Wig Out at Jagbags

Stephen Malkmus is one of the last Nineties indie-rock titans who has kept making his own eccentric music, on his own merry terms. Though written while Malkmus was living in Berlin, the excellently titled Wig Out at Jagbags – his sixth album with the Jicks – shows his heart’s still in his native California, as he whips up song structures that give him room to indulge his taste for hazy, cosmic jive, sardonic wit and unabashed guitar beauty. Somehow, the joker who sang “Fight This Generation” has ended up as the Eddie Vedder of irony.
Like 2011’s Mirror Traffic, Wig Out is one of his “tight little tunes” albums, as opposed to his “shaggy-ass psychedelic solos” albums. Yet even his tightest tunes are full of bizarre detours. “Cinnamon and Lesbians” is a lament about getting “shanghaied in Oregon,” until it turns into a shameless heist of the Grateful Dead‘s “St. Stephen.” “Houston Hades” mangles a vintage Kinks riff (“Polly”) into a cowpunk sex strut, and “Chartjunk” is 1970s soft-rock choogling. “Shibboleth” could have been the fifth-best song on the Pixies‘ Bossanova – maybe Malkmus is auditoning to be Kim Deal’s next replacement?

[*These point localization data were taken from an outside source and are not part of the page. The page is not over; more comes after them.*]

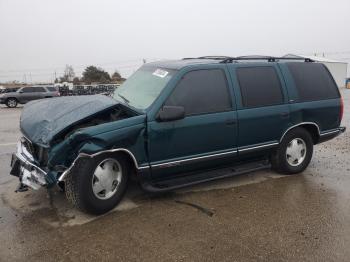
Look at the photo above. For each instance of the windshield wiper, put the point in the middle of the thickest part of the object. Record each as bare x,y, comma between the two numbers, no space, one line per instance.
125,100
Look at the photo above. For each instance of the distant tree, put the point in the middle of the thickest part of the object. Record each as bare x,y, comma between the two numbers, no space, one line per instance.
94,74
116,76
76,81
69,73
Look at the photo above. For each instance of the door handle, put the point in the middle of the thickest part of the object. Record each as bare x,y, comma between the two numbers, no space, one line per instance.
284,114
230,122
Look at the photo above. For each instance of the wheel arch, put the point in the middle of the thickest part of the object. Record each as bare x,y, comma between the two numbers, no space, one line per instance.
122,151
311,127
12,97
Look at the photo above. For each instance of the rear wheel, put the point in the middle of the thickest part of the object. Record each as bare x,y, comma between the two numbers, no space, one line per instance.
11,102
97,185
294,153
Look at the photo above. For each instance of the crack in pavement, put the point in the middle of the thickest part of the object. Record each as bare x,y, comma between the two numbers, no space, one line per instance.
200,208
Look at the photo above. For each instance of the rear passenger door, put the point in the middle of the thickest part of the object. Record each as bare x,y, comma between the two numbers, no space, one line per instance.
38,92
25,94
207,136
263,110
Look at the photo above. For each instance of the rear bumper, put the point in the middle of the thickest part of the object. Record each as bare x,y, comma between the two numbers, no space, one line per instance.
23,166
330,134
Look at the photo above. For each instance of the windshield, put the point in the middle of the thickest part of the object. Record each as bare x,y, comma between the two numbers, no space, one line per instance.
143,87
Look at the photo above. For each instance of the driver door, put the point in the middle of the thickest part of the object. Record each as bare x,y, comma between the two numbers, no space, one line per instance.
206,137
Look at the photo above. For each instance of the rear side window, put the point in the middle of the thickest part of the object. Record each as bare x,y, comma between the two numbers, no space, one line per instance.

Jagbags doesn’t get too solemn in the lyrics department (“I’ve been tripping my face off since breakfast/Taking in this windswept afternoon”). But Malkmus prefers to do his emoting with his guitar, especially in the fantastic ballad “J Smoov,” where he tries to write his own Al Green song. When he stretches out vocally, to match the high-register tremble of his guitar, Malkmus proves that he can come on like a soulman – even when he’s wigging out.